Laws allowing assisted suicide and euthanasia have been popping up all over Europe in recent years. After the Netherlands, Belgium legalized euthanasia in 2003 and extended the legislation to include minors in 2016. Euthanasia is also legal in Luxemburg. Assisted suicide is legal in Switzerland and Germany.

In Italy a law on assisted suicide is already underway.

The law would be open to “any adult capable of intention and desire” who suffers exclusively from a physical condition that “causes evident, unsustainable and irreversible suffering.”

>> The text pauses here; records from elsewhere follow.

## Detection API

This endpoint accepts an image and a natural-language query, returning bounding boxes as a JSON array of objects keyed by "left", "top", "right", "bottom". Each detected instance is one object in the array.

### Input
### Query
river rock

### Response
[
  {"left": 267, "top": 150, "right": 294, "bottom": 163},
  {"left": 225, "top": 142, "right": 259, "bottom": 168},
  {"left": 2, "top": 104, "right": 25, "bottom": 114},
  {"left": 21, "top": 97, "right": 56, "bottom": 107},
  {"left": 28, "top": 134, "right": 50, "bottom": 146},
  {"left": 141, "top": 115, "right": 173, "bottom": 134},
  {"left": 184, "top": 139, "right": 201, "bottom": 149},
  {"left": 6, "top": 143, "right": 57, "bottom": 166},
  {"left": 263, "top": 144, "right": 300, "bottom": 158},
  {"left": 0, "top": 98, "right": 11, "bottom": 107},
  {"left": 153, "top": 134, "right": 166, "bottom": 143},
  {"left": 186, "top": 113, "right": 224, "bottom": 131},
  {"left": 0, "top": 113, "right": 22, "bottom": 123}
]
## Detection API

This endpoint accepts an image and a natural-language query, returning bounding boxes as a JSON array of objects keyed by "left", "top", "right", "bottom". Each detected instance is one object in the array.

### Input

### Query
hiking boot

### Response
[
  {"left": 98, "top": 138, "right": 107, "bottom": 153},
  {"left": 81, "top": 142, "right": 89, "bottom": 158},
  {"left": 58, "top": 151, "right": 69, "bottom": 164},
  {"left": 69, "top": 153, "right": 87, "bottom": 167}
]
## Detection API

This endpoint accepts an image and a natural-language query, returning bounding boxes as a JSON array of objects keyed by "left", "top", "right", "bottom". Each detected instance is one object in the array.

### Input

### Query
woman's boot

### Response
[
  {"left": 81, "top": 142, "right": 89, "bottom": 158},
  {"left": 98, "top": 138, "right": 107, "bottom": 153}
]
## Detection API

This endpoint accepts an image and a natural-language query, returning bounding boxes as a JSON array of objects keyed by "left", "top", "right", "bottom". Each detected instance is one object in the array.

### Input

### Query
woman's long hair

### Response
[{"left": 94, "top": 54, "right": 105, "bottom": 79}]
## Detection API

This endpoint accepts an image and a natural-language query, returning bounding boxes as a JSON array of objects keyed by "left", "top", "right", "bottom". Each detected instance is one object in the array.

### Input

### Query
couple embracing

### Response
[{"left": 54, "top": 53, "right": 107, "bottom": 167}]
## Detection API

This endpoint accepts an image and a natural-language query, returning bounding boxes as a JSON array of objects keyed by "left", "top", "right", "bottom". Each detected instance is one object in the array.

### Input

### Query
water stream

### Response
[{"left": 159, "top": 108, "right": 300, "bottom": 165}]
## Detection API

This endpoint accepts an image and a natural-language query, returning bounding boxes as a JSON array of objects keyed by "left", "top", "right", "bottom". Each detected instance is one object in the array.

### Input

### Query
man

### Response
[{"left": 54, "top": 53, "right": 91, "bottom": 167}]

For the first time, polls are showing a majority of the country supporting the change: 56 percent of Italians are favorable to a law legalizing assisted suicide and an additional 37 percent agree under special physical and health conditions, according to a 2018 study by the Italian research group SWG.

In the United States, laws allowing for assisted suicide have been passed in Washington, Oregon, Colorado, Hawaii, Vermont, Montana, New Jersey, California, and the District of Columbia.